Part of it, too, is the comorbidity of ADD and depression. While depression makes me tired and saps my enthusiasm for doing literally anything, ADD sits in the passenger seat and panics because the task at hand seems too large and there’s too many steps and OH GOD NOW WE’RE OVERWHELMED BETTER DO NOTHING. (I’m not sure which one drives the car of my mental health struggles. I think they trade.) The struggle, as they say, is real.

But I’m not content to roll over and do nothing, to wallow in my funky brain wiring and say “I can’t.” I’m trying instead to say “I can’t right now.” Yesterday I tried to clean my room, but it was such a big, overwhelming mess that I knew I’d stop before I even started. So I took a deep breath, told myself it was okay, and promised myself that if I would just clean my nightstand, that would be enough for the day.

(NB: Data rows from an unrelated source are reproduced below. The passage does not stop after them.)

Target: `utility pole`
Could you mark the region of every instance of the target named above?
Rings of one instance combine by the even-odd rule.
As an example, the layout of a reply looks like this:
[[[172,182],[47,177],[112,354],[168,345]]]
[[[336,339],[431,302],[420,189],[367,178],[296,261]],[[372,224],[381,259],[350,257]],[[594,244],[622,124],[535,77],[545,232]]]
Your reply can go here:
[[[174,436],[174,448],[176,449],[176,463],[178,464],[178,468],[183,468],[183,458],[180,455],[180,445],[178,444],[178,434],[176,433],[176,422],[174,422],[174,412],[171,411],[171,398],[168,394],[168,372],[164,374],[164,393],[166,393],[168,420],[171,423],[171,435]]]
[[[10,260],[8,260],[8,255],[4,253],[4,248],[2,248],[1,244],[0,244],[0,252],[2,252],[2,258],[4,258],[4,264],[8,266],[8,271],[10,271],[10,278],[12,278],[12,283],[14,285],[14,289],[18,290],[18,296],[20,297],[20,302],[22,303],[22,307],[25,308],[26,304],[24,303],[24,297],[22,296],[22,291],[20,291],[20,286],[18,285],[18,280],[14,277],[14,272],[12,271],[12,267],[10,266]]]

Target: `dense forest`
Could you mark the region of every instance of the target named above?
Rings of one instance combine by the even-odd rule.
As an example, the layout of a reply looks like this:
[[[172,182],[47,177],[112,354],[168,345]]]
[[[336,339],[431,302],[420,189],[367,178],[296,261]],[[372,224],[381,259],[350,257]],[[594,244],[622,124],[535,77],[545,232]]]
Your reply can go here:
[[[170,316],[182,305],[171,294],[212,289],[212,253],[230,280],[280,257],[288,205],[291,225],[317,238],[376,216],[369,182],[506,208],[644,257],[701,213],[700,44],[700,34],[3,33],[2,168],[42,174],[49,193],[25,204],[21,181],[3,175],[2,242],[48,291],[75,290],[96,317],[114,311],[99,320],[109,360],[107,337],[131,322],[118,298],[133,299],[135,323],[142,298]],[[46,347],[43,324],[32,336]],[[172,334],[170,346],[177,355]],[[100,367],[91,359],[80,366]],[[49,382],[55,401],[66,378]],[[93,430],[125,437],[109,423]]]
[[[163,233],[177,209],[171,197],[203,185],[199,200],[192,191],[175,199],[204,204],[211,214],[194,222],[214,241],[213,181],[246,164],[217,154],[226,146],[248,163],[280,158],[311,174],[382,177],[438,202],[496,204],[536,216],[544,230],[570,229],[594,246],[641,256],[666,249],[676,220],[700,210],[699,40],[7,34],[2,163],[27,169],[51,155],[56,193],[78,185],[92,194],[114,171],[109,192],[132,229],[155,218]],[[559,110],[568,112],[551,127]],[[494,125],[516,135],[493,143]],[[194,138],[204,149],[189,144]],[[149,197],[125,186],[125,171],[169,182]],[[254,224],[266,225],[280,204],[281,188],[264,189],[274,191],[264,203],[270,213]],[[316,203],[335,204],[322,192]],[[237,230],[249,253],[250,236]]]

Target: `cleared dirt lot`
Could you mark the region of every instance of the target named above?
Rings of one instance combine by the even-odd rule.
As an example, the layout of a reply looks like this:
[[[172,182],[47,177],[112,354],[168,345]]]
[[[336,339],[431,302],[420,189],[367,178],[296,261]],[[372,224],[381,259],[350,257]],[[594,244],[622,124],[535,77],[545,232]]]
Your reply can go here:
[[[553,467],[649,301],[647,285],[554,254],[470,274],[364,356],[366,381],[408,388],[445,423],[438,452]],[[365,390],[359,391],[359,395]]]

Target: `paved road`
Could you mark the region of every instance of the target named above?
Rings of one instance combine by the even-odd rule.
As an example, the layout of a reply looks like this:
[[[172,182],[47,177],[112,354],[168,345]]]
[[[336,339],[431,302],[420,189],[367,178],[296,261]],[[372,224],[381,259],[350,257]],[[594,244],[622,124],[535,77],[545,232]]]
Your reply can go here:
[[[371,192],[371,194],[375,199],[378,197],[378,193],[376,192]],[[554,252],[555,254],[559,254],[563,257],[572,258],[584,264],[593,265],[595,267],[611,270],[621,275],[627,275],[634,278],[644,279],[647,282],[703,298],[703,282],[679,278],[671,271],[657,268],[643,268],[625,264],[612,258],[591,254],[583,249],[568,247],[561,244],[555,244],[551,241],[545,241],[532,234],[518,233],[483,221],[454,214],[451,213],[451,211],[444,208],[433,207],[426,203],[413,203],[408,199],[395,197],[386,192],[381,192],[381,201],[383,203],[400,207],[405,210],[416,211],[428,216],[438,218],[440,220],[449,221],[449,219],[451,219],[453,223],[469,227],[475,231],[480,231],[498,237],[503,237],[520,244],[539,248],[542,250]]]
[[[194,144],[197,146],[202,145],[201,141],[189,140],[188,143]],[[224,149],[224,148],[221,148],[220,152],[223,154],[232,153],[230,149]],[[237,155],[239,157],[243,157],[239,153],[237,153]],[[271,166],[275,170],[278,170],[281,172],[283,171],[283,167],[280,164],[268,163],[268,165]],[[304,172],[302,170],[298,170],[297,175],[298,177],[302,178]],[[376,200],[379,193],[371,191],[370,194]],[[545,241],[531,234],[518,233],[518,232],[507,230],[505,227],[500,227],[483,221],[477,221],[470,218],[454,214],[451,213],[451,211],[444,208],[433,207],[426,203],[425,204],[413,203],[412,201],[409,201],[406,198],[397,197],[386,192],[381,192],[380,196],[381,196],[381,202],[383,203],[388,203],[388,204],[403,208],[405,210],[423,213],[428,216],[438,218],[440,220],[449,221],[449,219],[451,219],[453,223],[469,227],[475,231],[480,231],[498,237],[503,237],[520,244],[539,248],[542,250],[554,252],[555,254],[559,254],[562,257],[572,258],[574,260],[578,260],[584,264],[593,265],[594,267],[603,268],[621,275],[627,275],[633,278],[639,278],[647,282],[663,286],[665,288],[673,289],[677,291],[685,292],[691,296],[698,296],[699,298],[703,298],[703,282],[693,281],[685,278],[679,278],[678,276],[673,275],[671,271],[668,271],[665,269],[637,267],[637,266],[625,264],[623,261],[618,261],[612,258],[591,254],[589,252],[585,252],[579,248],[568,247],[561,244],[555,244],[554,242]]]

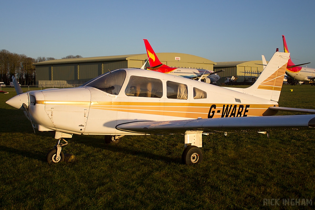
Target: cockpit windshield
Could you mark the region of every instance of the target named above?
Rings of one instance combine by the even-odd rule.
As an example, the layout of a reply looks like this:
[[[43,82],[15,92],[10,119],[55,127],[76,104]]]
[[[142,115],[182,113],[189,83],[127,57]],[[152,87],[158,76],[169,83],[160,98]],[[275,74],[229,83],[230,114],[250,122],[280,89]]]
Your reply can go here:
[[[118,95],[126,78],[126,71],[118,70],[101,75],[83,86],[93,87],[113,95]]]

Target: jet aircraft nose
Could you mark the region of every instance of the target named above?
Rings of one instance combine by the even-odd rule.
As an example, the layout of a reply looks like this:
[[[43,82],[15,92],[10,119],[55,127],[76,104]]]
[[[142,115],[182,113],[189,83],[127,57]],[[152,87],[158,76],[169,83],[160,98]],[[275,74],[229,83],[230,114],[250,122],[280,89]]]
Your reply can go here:
[[[26,93],[21,93],[16,95],[5,102],[11,106],[18,109],[24,110],[23,108],[23,104],[28,107],[28,94]]]

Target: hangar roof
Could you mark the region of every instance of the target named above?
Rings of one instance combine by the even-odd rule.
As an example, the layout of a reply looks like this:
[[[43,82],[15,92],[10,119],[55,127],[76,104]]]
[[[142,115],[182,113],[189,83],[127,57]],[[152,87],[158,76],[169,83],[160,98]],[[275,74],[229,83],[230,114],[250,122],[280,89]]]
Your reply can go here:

It took me only about five minutes to tidy up my nightstand, but I felt so incredibly productive by doing it–way better than the self-loathing that would’ve risen up had I not done anything at all. A little bit at a time has to be enough. I’m sitting here looking at the health points bar above the head of the shadow-monster. I can’t kill it in one swing, but I can stab at it lots of little times.

There’s a saying in French: Petit à petit, l’oiseau fait son nid. “Little by little, the bird builds its nest.” The bird doesn’t put its nest together in a single moment. It’s lots of little moments gathering twigs and string and scraps, padding the inside with feathers, over and over and over until it’s done. And I’m slowly teaching myself that that’s the trick to living with–no, thriving with mental illness. I need to work with myself, not against myself. It’s not my fault I have these struggles. I can’t control what my brain wiring does. But I can control how I react to it and how I take care of myself.

And sometimes, that looks like standing in the middle of a messy room and knowing that tidying the nightstand will be enough for one day.